OPINION: As expected, the Rudd government's PNG plan is being challenged in the courts. Refugee advocates will certainly be emboldened by their recent success in convincing the High Court to strike down Labor's Malaysian solution. The question now is whether this new plan will meet the same fate.
Attorney-General Mark Dreyfus has said ''the government is confident that our policy complies with our domestic and international legal obligations''. Others are less sure. International lawyers have condemned the plan and suggested it breaches the 1951 Refugee Convention.
Australia's most important obligation under the convention is that it must not ''expel or return a refugee'' to a nation where their ''life or freedom would be threatened'' on grounds such as their race, religion or political views.
For example, a person who has fled Iran because they fear persecution due to their political beliefs cannot be returned to that place.

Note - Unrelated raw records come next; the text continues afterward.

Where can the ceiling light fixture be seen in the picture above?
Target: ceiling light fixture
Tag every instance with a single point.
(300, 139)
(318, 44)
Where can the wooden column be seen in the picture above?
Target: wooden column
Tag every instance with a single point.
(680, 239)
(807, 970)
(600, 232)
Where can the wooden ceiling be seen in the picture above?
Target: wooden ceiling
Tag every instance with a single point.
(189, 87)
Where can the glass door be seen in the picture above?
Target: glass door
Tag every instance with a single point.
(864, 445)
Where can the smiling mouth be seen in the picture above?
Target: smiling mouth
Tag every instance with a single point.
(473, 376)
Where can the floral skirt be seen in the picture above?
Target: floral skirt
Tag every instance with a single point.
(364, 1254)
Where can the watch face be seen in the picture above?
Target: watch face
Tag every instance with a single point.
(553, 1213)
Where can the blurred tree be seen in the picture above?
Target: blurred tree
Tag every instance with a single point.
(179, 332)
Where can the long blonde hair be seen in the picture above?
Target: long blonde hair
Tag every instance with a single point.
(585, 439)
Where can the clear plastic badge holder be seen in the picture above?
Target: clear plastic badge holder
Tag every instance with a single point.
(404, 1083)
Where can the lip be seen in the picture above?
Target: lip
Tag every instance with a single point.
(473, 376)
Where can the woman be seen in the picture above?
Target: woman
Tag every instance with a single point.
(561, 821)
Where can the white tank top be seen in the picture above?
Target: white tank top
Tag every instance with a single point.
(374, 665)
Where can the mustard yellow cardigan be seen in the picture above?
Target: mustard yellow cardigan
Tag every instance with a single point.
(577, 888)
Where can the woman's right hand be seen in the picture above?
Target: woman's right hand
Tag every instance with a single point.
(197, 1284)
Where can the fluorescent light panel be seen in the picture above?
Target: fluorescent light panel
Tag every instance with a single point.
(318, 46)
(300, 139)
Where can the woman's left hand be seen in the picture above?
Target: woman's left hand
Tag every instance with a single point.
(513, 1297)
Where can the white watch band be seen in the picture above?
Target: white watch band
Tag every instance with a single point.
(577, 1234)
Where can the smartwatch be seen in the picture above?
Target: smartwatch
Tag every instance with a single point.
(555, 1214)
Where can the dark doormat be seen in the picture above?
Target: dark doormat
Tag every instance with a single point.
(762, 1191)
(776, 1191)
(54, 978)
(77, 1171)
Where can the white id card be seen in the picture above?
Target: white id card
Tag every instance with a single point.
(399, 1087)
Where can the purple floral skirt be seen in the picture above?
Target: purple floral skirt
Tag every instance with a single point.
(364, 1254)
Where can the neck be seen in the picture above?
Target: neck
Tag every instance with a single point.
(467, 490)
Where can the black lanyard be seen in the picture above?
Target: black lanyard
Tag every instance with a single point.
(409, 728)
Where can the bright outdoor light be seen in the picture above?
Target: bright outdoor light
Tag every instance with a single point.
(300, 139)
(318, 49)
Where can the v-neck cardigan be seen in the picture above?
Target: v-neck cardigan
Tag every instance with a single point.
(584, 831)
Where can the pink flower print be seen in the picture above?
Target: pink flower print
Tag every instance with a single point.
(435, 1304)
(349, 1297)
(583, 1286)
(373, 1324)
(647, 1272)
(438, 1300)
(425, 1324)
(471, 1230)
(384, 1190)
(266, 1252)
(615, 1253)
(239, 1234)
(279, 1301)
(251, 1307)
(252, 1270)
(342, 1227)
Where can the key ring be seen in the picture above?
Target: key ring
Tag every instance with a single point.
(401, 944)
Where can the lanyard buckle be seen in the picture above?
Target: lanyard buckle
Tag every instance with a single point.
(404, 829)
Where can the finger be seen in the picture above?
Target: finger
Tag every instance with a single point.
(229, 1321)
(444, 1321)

On the other hand, the convention says nothing about a person being sent to another country willing to receive them.
High Court Chief Justice Robert French said in the Malaysian case this ''permits removal of a refugee to a 'safe' third country''. There are, however, other grounds on which the convention may be breached.
Professor Ben Saul from the University of Sydney has taken the view that the new arrangement is ''almost certain'' not to comply with international law.
He identifies several violations of the refugee convention, including that the PNG plan discriminates against asylum seekers who arrive by boat and not plane, and that asylum seekers will be faced with mandatory detention for protracted periods in poor conditions and subjected to substandard processing arrangements.
These are all credible arguments as to why the plan puts Australia in breach of its commitments under the convention.
This may affect Australia's standing in the international community, but it does not, by itself, provide a basis for challenging the plan in the High Court.
Conventions and treaties do not have direct legal force in Australia. They only form part of Australian law when they are given effect by legislation enacted by the Federal Parliament.
In the case of the refugee convention, the Migration Act sets down the rules and processes for seeking asylum in Australia in accordance with the convention.
If a challenge is mounted in the Australian courts, it would be on the grounds that the PNG plan is not consistent with the Migration Act. This was the basis upon which the Malaysian solution was struck down.
The same result is less likely this time round.
This is because the Federal Parliament has since amended the Migration Act to remove important checks and human rights protections on the transfer of asylum seekers to other countries.
The Migration Act had said boat arrivals could be taken to another country if the Immigration Minister had declared the country possessed, for example, ''effective procedures for assessing their need for protection'' and ''relevant human rights standards''.
The High Court held in 2011 that Malaysia did not meet this test. The test was removed from the Migration Act in the following year.
This test has been replaced by provisions that seek to give a blank cheque to the government.
The law now says the ''only condition'' for the minister to approve the transfer of asylum seekers to another country is that doing so is in Australia's ''national interest''. It is hard to see how this new open-ended discretion provides any basis for challenging the PNG plan.
However, the problem for the government goes deeper than this particular provision.
The success of refugee advocates in the High Court is due more broadly to a tension at the core of Australia's approach to asylum seekers.
The Migration Act purports to implement faithfully Australia's obligations under the convention. Yet government policies and practices have sought to evade the spirit, if not the letter, of that convention. This conflict may yet open up other angles of attack in a field in which lawyers have proven ingenious at identifying winning arguments.
It is within the power of the Federal Parliament to remove this legal risk. It only needs to amend the Migration Act to authorise the PNG plan, irrespective of whether the plan is consistent with the terms of the refugee convention.
However, this would require the enactment of new legislation by Parliament, and in recent times this has proven fraught. Legislating to implement the plan in breach of the convention would be especially difficult.
This may be a step too far for members from all sides of Parliament. Indeed, even some members of the ALP are only likely to support the plan if they can hold onto the fiction that it respects Australia's international obligations. For them, the refugee convention is an article of faith.
George Williams is a Professor of Law at UNSW.